Zanopia – Stateless application, database & storage architecture

Objects and the cloud.

Accessing S3 buckets with libdroplet

with one comment

 
Amazon Simple Storage Service "S3" was one of the first solutions which allowed any user to store and access its files and documents securely and durably on the Internet.

  Because S3 protocol included a comprehensive set of features guaranteeing security, integrity and durability of storage, and also because it has been made publicly available, it has been widely adopted by open source and proprietary client tools becoming "de facto" a standard.

S3 protocol allowed an interesting model of charging users for data transfer and data storage. Consequently it has been adopted by the hosting industry now offering services compatible with the S3 protocol.

Droplet

The idea is that every user owns a set of "buckets", there is currently a maximum of 100 per user at Amazon. Each bucket can be viewed as a directory containing files. By default a bucket is private and only the owner can access it, but a bucket can be made public or it is possible to set more fine grained permissions on it, e.g. by allowing other users to view files. Users can initiate all kind of requests, e.g. listing buckets, putting files in buckets, getting files, modifying ACL of files, binding metadata to files, etc.

S3 protocol is roughly an improved REST protocol, which adds strong authentication features, first of all it guarantees the identity of the user but it allows nice features like access delegation to other users, temporary access and so on. It is also possible, thanks to protocol, to guarantee the integrity of the content by using a MD5 checksum computed before transfer and re-computed when the file is finally stored in the hosting provider cloud. File transfer can be encrypted by using HTTPS instead of default HTTP.
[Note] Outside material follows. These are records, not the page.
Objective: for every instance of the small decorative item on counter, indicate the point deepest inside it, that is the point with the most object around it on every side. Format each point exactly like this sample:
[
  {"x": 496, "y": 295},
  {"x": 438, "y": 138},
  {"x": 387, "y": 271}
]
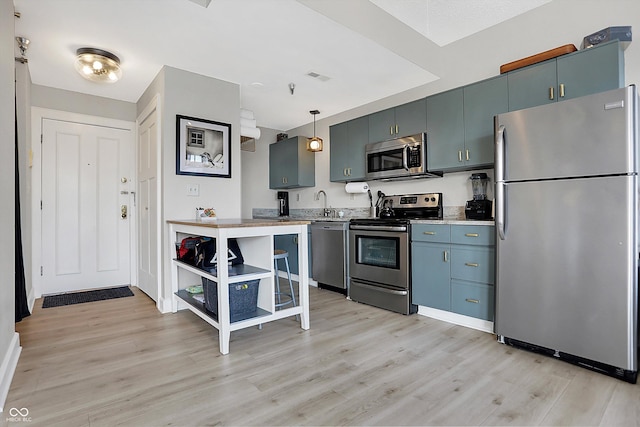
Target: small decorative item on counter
[{"x": 205, "y": 214}]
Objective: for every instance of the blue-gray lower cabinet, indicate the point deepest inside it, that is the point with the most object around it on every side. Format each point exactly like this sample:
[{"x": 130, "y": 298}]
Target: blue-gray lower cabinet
[
  {"x": 431, "y": 275},
  {"x": 472, "y": 299},
  {"x": 453, "y": 268}
]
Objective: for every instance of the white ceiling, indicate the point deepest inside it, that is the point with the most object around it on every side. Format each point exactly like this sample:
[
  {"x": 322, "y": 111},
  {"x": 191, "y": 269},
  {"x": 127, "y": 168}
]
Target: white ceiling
[{"x": 360, "y": 47}]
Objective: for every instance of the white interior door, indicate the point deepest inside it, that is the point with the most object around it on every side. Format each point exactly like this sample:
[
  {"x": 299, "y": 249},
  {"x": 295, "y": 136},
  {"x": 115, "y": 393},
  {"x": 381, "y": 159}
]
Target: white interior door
[
  {"x": 85, "y": 192},
  {"x": 148, "y": 249}
]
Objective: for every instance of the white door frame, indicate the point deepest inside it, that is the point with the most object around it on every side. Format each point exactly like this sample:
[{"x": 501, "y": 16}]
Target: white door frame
[
  {"x": 38, "y": 114},
  {"x": 163, "y": 303}
]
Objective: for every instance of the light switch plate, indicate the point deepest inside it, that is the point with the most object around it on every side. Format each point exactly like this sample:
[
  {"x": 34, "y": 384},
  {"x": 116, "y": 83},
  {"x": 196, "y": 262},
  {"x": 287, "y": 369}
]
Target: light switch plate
[{"x": 193, "y": 190}]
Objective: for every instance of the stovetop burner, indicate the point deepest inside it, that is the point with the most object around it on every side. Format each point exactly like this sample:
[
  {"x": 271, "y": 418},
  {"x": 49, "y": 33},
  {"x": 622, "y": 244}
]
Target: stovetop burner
[{"x": 402, "y": 208}]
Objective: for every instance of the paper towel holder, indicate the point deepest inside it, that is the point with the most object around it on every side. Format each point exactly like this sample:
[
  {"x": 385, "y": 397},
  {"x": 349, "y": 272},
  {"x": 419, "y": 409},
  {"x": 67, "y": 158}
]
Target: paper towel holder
[{"x": 357, "y": 187}]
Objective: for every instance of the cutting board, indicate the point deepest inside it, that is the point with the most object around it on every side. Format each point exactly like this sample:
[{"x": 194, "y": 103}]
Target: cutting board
[{"x": 539, "y": 57}]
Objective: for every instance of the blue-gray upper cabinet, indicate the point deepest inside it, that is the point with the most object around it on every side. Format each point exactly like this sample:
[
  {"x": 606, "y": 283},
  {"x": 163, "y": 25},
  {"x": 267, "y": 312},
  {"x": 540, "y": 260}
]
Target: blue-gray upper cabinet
[
  {"x": 403, "y": 120},
  {"x": 291, "y": 165},
  {"x": 482, "y": 101},
  {"x": 569, "y": 76},
  {"x": 460, "y": 125},
  {"x": 346, "y": 156},
  {"x": 445, "y": 130}
]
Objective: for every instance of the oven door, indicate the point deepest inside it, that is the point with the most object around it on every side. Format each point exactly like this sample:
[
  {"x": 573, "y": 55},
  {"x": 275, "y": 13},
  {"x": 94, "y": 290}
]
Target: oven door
[{"x": 379, "y": 254}]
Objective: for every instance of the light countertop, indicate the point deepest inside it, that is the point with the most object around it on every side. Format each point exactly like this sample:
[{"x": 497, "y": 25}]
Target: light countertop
[{"x": 240, "y": 222}]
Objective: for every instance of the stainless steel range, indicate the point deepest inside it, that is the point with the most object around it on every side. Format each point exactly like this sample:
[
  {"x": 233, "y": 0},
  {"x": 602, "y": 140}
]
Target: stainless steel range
[{"x": 379, "y": 251}]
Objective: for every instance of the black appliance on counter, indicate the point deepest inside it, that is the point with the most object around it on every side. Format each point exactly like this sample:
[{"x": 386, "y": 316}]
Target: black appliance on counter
[
  {"x": 283, "y": 203},
  {"x": 379, "y": 251},
  {"x": 480, "y": 207}
]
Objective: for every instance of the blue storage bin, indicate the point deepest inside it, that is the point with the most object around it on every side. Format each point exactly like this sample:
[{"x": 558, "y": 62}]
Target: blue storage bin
[{"x": 243, "y": 296}]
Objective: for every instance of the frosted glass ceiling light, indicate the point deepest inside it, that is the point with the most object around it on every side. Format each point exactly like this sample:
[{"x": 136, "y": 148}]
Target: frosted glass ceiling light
[
  {"x": 98, "y": 65},
  {"x": 314, "y": 144}
]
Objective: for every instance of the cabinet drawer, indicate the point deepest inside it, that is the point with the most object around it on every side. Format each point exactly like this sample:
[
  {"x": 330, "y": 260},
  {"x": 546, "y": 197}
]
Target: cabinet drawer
[
  {"x": 440, "y": 233},
  {"x": 475, "y": 264},
  {"x": 473, "y": 235},
  {"x": 472, "y": 299}
]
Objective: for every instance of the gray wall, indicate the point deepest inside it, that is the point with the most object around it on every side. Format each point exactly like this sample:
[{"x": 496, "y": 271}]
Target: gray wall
[
  {"x": 23, "y": 104},
  {"x": 7, "y": 192},
  {"x": 75, "y": 102}
]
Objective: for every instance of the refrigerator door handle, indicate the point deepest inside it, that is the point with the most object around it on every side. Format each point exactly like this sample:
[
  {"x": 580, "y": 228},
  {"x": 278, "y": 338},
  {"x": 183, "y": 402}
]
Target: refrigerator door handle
[{"x": 499, "y": 173}]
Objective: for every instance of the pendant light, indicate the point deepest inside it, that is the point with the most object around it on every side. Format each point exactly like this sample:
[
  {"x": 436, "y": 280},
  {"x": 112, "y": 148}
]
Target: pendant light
[
  {"x": 314, "y": 144},
  {"x": 98, "y": 65}
]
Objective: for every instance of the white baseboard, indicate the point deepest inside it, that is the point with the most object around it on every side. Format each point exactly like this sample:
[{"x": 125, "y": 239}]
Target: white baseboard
[
  {"x": 8, "y": 368},
  {"x": 165, "y": 305},
  {"x": 31, "y": 300},
  {"x": 458, "y": 319}
]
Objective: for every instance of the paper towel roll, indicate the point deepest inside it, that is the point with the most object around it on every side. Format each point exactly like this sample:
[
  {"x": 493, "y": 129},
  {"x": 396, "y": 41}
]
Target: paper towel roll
[
  {"x": 356, "y": 187},
  {"x": 250, "y": 132}
]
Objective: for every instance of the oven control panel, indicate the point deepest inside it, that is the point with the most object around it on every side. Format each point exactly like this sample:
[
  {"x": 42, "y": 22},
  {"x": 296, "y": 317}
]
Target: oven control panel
[{"x": 427, "y": 200}]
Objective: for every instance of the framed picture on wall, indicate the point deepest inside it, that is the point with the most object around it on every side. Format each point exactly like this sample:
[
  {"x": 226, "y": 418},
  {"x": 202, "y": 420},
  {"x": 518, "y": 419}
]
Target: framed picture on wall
[{"x": 203, "y": 147}]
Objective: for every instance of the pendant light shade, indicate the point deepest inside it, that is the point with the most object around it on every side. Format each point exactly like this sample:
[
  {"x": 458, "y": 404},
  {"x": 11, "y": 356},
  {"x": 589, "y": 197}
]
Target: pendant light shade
[
  {"x": 98, "y": 65},
  {"x": 314, "y": 144}
]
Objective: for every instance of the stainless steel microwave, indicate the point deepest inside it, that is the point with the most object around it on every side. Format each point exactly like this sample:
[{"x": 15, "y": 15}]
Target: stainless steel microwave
[{"x": 400, "y": 158}]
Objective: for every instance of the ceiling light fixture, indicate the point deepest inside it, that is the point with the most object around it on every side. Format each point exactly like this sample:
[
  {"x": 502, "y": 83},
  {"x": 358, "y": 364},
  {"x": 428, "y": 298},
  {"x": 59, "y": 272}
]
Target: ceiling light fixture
[
  {"x": 98, "y": 65},
  {"x": 314, "y": 144}
]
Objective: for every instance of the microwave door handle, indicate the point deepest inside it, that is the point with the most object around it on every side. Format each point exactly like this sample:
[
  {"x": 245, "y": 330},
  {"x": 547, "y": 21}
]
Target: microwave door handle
[{"x": 404, "y": 158}]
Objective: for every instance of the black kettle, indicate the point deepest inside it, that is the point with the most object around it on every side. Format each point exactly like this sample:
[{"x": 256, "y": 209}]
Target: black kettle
[{"x": 387, "y": 210}]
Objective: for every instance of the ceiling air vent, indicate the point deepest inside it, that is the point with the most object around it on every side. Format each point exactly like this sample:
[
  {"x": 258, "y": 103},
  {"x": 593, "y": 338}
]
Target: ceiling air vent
[{"x": 318, "y": 76}]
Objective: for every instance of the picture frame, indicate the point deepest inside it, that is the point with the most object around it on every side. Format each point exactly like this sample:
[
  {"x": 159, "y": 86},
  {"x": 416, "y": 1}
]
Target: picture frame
[{"x": 203, "y": 147}]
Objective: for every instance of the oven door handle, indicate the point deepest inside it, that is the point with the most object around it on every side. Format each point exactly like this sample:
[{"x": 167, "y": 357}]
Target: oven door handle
[
  {"x": 378, "y": 227},
  {"x": 381, "y": 289}
]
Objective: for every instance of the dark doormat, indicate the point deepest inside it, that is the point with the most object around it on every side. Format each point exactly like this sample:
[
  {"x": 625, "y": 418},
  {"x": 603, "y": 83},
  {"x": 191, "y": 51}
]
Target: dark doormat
[{"x": 86, "y": 296}]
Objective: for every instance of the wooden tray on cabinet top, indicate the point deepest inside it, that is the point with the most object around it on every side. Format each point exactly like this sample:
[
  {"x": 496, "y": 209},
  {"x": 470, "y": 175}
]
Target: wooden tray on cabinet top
[{"x": 539, "y": 57}]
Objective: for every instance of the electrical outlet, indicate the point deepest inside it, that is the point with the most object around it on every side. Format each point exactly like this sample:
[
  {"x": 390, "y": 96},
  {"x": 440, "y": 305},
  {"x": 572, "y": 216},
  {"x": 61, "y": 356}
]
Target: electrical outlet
[{"x": 193, "y": 190}]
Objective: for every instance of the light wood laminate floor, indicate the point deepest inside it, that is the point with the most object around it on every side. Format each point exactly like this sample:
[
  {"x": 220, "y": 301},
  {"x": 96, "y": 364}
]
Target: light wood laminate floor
[{"x": 121, "y": 362}]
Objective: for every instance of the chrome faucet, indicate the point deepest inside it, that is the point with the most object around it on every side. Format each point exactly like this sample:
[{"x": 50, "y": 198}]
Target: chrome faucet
[{"x": 325, "y": 211}]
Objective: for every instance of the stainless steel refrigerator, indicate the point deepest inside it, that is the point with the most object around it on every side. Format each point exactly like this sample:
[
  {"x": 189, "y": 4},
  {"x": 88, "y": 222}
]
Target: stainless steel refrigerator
[{"x": 567, "y": 223}]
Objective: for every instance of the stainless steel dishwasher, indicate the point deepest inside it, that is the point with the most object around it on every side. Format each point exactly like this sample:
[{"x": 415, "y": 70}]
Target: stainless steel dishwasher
[{"x": 329, "y": 251}]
Libdroplet is a C library which implements the S3 protocol and facilitates the writing of tools which interacts with S3 services.

Libdroplet comes with a set of features which enhances the S3 protocol:

  • Multi-profile system
  • Fully multi-threaded (efficient in a data center environment)
  • Virtual directories with true absolute and relative path support
  • On-the-fly encryption/decryption and buffered I/O
  • Manages storage pricing
  • Simplified metadata management

 It also includes a small shell tool which allows to browse over buckets with file and directory completion.

First, download latest version of libdroplet there.

Untar the archive and compile it:

$ tar zxvf scality-Droplet-2a678dd.tar.gz
$ cd
scality-Droplet-2a678dd
$ make
$ sudo make install

Configure it:

$ mkdir ~/.droplet
$ cp doc/default.profile ~/.droplet
$ cp doc/AWS_US-Standard_Storage.pricing ~/.droplet
$ edit ~/.droplet/default.profile

(set your access_key and secret_key which you get at your hosting provider)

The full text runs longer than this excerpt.